Partial factored matrix in cuDSS

Hi,

I need to solve Ax=b. Matrix A is a sparse symmetric positive definite (SPD) matrix. Therefore, I am using Cholesky factorization. Since I am using this factorization in a time stepping loop there are instances that the A matrix changes.

Now the non zero pattern doesn’t change at time stepping and therefore, i do not need to do the symbolic factorization within the loop. However, when the changes occur i have to do the numeric factorization. Testing this approach with many available GPU and CPU packages I found cuDSS Cholesky factorization is the fastest. However, my question is whether it is possible to retain a part of the L factored matrix. So lets say if at time stepping only the non zero elements of last 10 rows of the matrix changes (not to zero but to other value keeping the SPD structure) of a 10000 by 10000 matrix, can we retain the previously calculated upper portion of the L matrix intact. Thereby reducing the time at factorization more.

Hi @aluthged!

We’re glad to hear that you are successfully using cuDSS. What you’re asking for is a known feature in general for sparse direct solvers. However, it hasn’t been implemented in cuDSS yet.

If you coudl tell us more about your application (here or via our contact email), it would help us prioritize adding this feature.

Right now, what you can do is implement a block 2x2 approach,

A B

B^T C

where the last block C is corresponding to the rows/cols where the matrix is changing. Then, you can use cuDSS to factorize the non-changing square part = top left block (for this you will need to have a separate CSR matrix for block A), and then basically compute the Schur complement of it, solve the tiny system for the Schur complement(10x10 in your example), and then find the rest of the solution vector using a couple of matrix-vector products and cuDSS solve.

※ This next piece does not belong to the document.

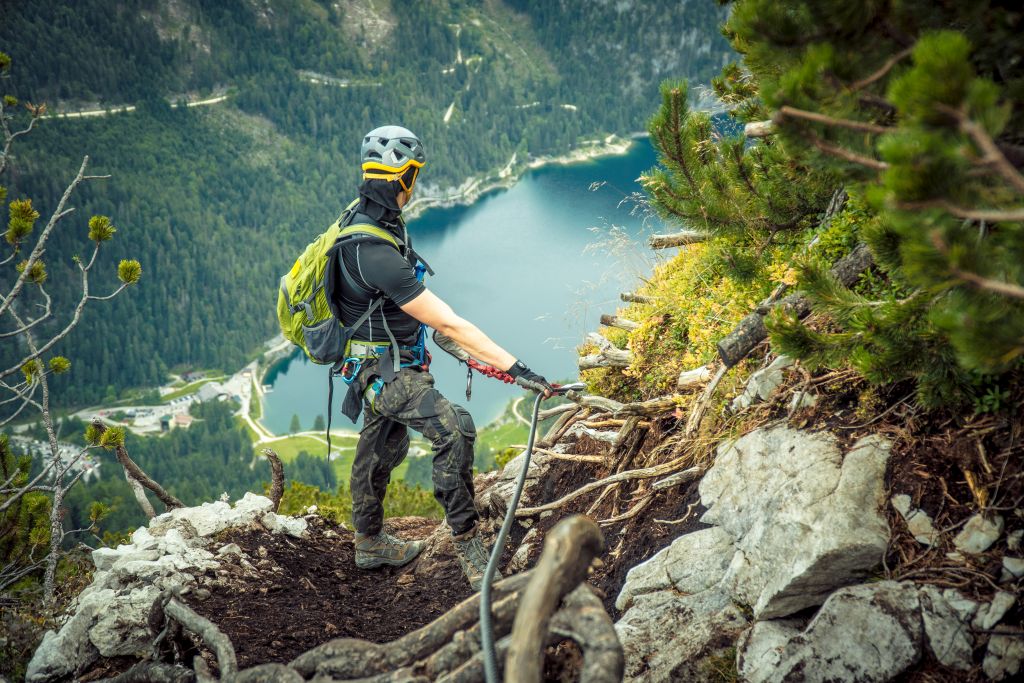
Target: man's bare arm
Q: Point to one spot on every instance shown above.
(430, 309)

Then, for the new iteration (time step) where C changes, you only need to update this small block.

Also, if the matrix changes are confined to just C (and do not involve B and B^T), then you can uyse the Schur complement feature of cuDSS. Then you don’t need to have a separate CSR for A, you just compute the Schur complement C - B^T A^-1 B using cuDSS and then do the same as I described above.

Let me know if this idea makes sense to you, or you want to discuss further details.

Thanks,
Kirill

Hi kvoronin,

Firstly thanks for the prompt reply.

This makes sense. Usually the part you refer as B too changes, but we can localize it to C with some “tricks”. So as per your suggestion if we use Schur’s complement instead of the numerical factorization, there is a possibility to make the program faster? Let me try it and will get back to you with the results.

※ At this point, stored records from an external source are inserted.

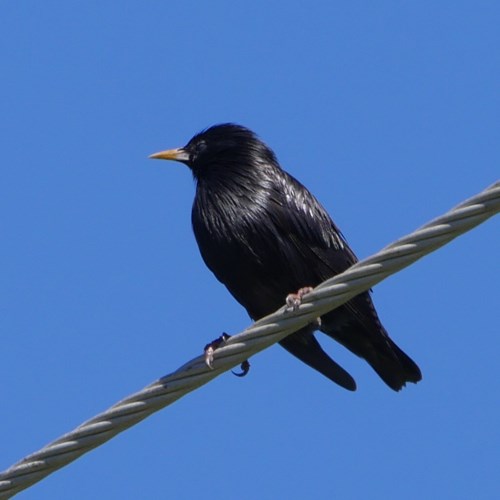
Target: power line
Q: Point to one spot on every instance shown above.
(262, 334)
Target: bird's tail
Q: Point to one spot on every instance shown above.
(394, 366)
(303, 345)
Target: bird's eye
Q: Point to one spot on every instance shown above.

We are working on Electromagnetic Transient Simulations (EMT). A electrical power system analysis tools such as PSCAD, RTDS, EMTP, OpalRT etc. solves Ax=b in their engines. However, due to the increase of all these renewable integrations (solar and wind) we have a hard time (takes a long time) to solved matrix equation. It is because historically the matrix A was a constant or at least the major part of the matrix. But now due to the integration of solar and wind that doesn’t stay a constant at each time step. So we planned to develop a fully GPU based EMT solver.

Initially, we tried to communicate to the GPU at each time step and just to do the solution. But it failed due to communication overheads. But now we are minimizing communication with the CPU and modelling part of the network on the GPU, but still we feel like it would be better if we could use the factored part so that we can make the simulation even faster. This is the reason why partial factorization is needed.

Thank you.

With regards,
Devin

Hi Devin!

Thanks for sharing the context!

About my idea from the previous message: I think it should help in your case, because then you can factorize the majority of the matrix once and the cost of re-doing the factorization should be drastically reduced.

Let us know if you have any issues when trying this approach.

With regards,
Kirill

This showed a speedup of 2 times in some cases however, I kind of found a bug or some inconsistency in you provided Schur’s complement. If you take the following 4 steps for example:

/* Step 1: Forward solve up to the Schur complement */
CUDSS_CALL_AND_CHECK(cudssExecute(handle, CUDSS_PHASE_SOLVE_FWD_PERM | CUDSS_PHASE_SOLVE_FWD, solverConfig, solverData, A, x, b),status, “cudssExecute for a partial forward solve up to the Schur complement”);

/* Step 2: Diagonal solve (necessary only if matrix type is symmetric or Hermitian, since cuDSS for these matrix types performs LDL^T(H) factorization) */
CUDSS_CALL_AND_CHECK(cudssExecute(handle, CUDSS_PHASE_SOLVE_DIAG, solverConfig, solverData, A, b, x), status,“cudssExecute for a partial diagonal solve (excluding the Schur complement)”);

/* Step 3: Solve the Schur complement system with an external solver */
int dense_solve_error = dense_matrix_solve(schur_shape[0], 1, schur_ld, schur_matrix_values_d, b_values_d + (n - schur_shape[0]), n, stream);
if (dense_solve_error != 0) {
printf(“Error: dense matrix solve failed\n”);
CUDSS_EXAMPLE_FREE;
return dense_solve_error;
}

/* Since in this example the Schur complement matrix is extracted as a dense matrix, one can use a dense solver from LAPACK (e.g. using cuSOLVER)*/

/* Step 4: Do the backward solve up to the Schur complement */
CUDSS_CALL_AND_CHECK(cudssExecute(handle, CUDSS_PHASE_SOLVE_BWD | CUDSS_PHASE_SOLVE_BWD_PERM, solverConfig, solverData, A, x,b), status, “cudssExecute for a partial backward solve”);

Shouldn’t these bold parameters be x rather than b?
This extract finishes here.